Short term, we are on the edge of the cliff because we are experiencing a fragile recovery. Current law says taxes will go up for everyone on New Year's Day if something is not done by New Year's Eve, which could trigger another recession. Ask Ben Bernanke.
Long term, we face not a cliff but a mountain — of debt. For more than a decade, the growth rate of government spending and debt at all levels — federal, state and local — has outpaced the growth rate of the economy. The total debt burden is now approaching the level where it can be a significant drag on the economy. Ask the Japanese.
The mission for the negotiators is therefore two-fold: short term, prevent a new recession; long term, adopt a combination of economic policies, revenue raisers and spending cuts which will result in the economy growing faster than the debt. That happened in the late1940s, '50s and early '60s, after World War II ended and America had global dominance, and again in the late '90s, after the Cold War ended and the high tech revolution transformed the world. When debt shrinks as a percentage of total economic output, or GDP, there is economic progress, as in Canada. When debt overwhelms GDP, there is economic chaos, as in Greece.
President Barack Obama wants to raise revenue by increasing taxes on households earning more than $250,000. The financial arguments for his position are weak — there aren't enough such households to have a big impact on the debt — but he will prevail because all he has to do to get his way is nothing.
No deal, and taxes go up automatically on Jan. 1, giving him what he wants for the rich. Then on Jan. 2, he can propose that Congress immediately pass a law putting rates back down for the non-rich. If Republicans don't pass it and there is a new recession, he will claim that it was their fault.
Speaker John Boehner understands this, even if some ideological pundits do not. He is right to back away from the "tax the rich" issue, focus on the mountain instead of the cliff and press the need to slow the growth of entitlement spending. Here, the combination of current law and demographic trends make the argument for him. The best example is what will happen to Social Security, our largest entitlement, if things are left as they are.
When President George W. Bush proposed changes to Social Security in 2004 — small, incremental ones, involving only some participants — opponents said there was no need to hurry because the Social Security Trust Fund was projected to have enough money to last until at least 2042. That's no longer true.

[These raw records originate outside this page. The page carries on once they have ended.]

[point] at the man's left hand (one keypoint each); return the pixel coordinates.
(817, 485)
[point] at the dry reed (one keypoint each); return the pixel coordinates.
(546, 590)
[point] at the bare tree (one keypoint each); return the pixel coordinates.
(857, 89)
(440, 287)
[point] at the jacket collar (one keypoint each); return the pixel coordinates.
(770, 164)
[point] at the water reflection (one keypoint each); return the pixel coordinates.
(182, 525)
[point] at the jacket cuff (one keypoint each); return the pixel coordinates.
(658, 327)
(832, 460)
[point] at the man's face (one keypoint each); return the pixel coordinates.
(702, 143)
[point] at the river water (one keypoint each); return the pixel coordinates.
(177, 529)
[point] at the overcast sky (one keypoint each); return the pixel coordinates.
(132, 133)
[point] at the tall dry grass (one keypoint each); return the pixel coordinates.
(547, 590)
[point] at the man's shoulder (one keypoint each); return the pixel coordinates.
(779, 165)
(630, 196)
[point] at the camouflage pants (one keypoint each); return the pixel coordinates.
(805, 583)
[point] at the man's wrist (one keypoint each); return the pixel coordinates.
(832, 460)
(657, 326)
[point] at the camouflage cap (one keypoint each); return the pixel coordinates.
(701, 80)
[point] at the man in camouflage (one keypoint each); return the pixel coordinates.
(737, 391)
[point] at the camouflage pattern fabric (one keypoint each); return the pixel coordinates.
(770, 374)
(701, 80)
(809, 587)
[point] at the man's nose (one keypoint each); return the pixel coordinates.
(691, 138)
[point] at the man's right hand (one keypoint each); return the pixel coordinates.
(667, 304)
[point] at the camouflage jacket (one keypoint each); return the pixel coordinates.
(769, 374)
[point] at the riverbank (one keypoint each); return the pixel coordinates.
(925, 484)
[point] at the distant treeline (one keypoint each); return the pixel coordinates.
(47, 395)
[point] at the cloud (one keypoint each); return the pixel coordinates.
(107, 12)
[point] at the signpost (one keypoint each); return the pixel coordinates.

The Social Security Trust Fund now pays out more than it takes in because our current slow economy and high rate of unemployment are cutting its receipts just as an increasing number of retiring baby boomers, by living longer, are raising its costs.
The year when the Trust Fund is projected to run dry has been moved forward to 2033 and could come sooner.
If nothing is done, current law dictates that there will be cuts — large, painful ones, involving all participants — on or before that date. The longer we wait, the more painful the fix will be. Other entitlement programs are on the same course. Speaker Boehner is wise to stop fighting with the president over immediate tax rates and concentrate instead on getting somewhere on entitlements.
Dangerous as the cliff is, the mountain is bigger, and time truly is running out.
Robert Bennett, former U.S. Senator from Utah, is a part-time teacher, researcher and lecturer at the University of Utah's Hinckley Institute of Politics.